Göz ve beyin algıları kullanılarak zaten sinemadan fotoğrafın icadından daha önce de faydalanılıyordu.

1832 ve 1834 yıllarında denemeler yapıldı ve Thomas Edison’da 1890 yılında saniyede 40 nokta göstererek başarılı bir deneme yaptı. Fakat ilk bildiğimiz sinemayı icat edenler, 1895 yılında 11 kg’lık sinema sektörleriyle Augustus ve Louis Lumière Kardeşler oldu.

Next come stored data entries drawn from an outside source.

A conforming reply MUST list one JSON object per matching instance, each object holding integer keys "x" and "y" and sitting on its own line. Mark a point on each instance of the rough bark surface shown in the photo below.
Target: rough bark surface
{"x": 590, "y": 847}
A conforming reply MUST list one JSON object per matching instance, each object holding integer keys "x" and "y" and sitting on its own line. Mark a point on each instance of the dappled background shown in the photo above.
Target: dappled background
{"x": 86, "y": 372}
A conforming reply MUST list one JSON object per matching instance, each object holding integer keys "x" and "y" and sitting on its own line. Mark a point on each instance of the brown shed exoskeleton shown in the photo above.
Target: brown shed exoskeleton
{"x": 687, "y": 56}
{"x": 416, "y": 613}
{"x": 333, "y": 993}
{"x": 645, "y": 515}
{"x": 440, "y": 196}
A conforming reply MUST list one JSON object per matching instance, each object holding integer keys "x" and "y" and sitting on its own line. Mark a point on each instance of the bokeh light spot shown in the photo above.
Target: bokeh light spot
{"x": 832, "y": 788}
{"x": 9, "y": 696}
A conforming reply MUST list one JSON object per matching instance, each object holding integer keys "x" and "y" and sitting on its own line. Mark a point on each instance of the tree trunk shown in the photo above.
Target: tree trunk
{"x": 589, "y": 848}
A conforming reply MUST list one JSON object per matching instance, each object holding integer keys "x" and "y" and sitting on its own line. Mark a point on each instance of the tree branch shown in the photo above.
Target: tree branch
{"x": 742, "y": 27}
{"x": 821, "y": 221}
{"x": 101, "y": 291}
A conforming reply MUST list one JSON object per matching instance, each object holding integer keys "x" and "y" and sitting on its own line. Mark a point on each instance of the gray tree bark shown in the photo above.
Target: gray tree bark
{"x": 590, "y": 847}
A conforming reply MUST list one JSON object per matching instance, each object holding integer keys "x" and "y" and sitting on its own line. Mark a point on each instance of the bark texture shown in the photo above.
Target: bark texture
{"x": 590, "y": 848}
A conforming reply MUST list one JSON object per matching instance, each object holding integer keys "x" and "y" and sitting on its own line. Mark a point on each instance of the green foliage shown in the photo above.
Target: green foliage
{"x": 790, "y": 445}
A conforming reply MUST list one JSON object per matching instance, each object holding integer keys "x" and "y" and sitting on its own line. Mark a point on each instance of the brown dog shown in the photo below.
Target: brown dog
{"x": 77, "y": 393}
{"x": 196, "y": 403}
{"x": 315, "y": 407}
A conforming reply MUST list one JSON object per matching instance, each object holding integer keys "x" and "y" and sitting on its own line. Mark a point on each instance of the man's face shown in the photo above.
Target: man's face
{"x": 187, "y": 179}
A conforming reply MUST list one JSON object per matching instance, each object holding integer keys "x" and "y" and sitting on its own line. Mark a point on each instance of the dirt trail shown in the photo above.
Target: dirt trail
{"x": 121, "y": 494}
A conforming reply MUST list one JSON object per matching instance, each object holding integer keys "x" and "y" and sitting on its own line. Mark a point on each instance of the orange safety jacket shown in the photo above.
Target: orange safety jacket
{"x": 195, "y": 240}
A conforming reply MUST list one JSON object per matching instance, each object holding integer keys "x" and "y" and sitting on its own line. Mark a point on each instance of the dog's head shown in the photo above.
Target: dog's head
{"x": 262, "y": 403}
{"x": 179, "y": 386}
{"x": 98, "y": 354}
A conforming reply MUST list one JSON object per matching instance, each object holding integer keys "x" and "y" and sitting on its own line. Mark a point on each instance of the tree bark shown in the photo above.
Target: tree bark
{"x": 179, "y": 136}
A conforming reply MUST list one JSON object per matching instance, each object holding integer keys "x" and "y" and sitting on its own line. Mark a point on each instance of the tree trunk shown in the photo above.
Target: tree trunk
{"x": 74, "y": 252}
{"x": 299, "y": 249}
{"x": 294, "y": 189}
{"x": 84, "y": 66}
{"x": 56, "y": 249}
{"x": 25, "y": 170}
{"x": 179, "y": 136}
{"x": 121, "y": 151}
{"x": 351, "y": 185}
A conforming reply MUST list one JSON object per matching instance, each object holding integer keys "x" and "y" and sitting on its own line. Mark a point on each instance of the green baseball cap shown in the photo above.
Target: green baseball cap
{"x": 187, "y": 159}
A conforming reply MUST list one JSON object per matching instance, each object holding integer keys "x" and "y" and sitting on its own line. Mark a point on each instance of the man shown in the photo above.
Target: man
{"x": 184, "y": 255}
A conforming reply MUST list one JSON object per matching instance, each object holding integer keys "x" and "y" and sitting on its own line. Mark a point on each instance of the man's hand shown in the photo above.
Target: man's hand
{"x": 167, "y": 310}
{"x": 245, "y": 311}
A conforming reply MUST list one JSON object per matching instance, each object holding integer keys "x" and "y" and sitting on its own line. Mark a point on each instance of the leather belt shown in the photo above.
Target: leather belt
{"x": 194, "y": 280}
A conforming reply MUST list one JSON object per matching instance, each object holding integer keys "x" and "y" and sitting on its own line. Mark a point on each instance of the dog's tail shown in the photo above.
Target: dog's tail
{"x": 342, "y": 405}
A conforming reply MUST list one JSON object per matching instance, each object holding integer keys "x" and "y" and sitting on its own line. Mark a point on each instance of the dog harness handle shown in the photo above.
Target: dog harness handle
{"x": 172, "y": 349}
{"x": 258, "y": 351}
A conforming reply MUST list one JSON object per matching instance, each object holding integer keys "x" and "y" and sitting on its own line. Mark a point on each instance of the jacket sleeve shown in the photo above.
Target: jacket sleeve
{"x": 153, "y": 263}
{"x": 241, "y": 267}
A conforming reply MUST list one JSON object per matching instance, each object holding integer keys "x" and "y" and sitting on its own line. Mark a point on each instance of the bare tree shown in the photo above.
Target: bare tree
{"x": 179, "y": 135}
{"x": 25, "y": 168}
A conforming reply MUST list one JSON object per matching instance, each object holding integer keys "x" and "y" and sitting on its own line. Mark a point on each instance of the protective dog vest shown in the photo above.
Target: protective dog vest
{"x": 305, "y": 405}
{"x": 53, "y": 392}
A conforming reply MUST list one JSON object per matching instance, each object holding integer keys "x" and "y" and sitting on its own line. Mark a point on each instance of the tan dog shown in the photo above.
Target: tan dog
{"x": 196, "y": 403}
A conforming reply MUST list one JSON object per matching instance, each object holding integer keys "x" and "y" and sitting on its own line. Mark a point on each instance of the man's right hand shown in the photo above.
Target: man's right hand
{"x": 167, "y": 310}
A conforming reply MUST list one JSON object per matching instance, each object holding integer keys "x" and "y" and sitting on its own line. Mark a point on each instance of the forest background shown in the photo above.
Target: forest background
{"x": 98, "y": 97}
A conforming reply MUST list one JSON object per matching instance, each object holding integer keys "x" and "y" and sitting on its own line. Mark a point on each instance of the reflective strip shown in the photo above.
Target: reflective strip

13 Şubat 1895’te Fransa için patentini aldılar. 22 Mart 1895’de Paris’te, 10 Haziran’da da Lyon’da sinematograf makinesini halka gösterdiler. 28 Aralık 1895 tarihinde ise Paris’te “Grand Cafe” bodrumunda bulunan 120 kişilik bir salonda ilk sinema salonu açılarak, halka gösterim yapıldı. Ücretli olan bu gösteri 25 kişi tarafından izlendi.

İlk filmler açık havada çekildi. Bu filmlerin ne senaryoları ne de yöneticileri vardı. Bunlar belgesel türde röportaj filmleri “Lumiere Fabrikasından Çıkan İşçiler”, “Trenin Ciotat İstasyonu’na Girişi”, “Bahçesini Sulayan Bahçıvan”, “Deniz Kıyısında Bir Banyo Sahnesi” gibi belgeseller ile günlük hayattan sahneler saptayan filmler “Bebeğin Öğle Yemeği”, “Piguet Partisi” vb. aktüalite filmleriydi.

Fransa’da ancak onun yanı sıra Almanya’da, İngiltere’de ve Amerika Birleşik Devletleri’nde sinema kısa sürede panayırların en çekici yanlarından biri oldu. Bu gelişmelerden kısa bir süre sonra, film yapımcıları daha uzun metrajlı ve konulu filmler çevirmeye başladılar.

J. Rector, Carson City’deki bir boks maçının 3.500 metrelik filmini çekti. Bu film, spora ve özellikle de boks’a düşkün olan Amerikan halkı tarafından büyük bir ilgiyle karşılandı. Ayrıca, Edison Şirketi’nin müdürlerinden olan Edwin S. Porter, sinema tarihininin önemli filmlerinden “The Great Train Robbery” (Büyük Tren Soygunu) filmini çevirdi. Bu film bugünkü anlamda sinemacılığın başlangıcı sayılır.

Sinemanın icat edildiği günden bu yana harp sahneleri ve savaş filmlere konu olmuştur, ama kendi başına bir tür olarak I. Dünya Savaşı sırasında ortaya çıkmıştır. Bu filmler çoğunlukla savaş karşıtı tutum almakla birlikte, aynı derecede kitlelerin savaşı teşvik etmesine sebep olmuş ya da propaganda görevi görmüşlerdir.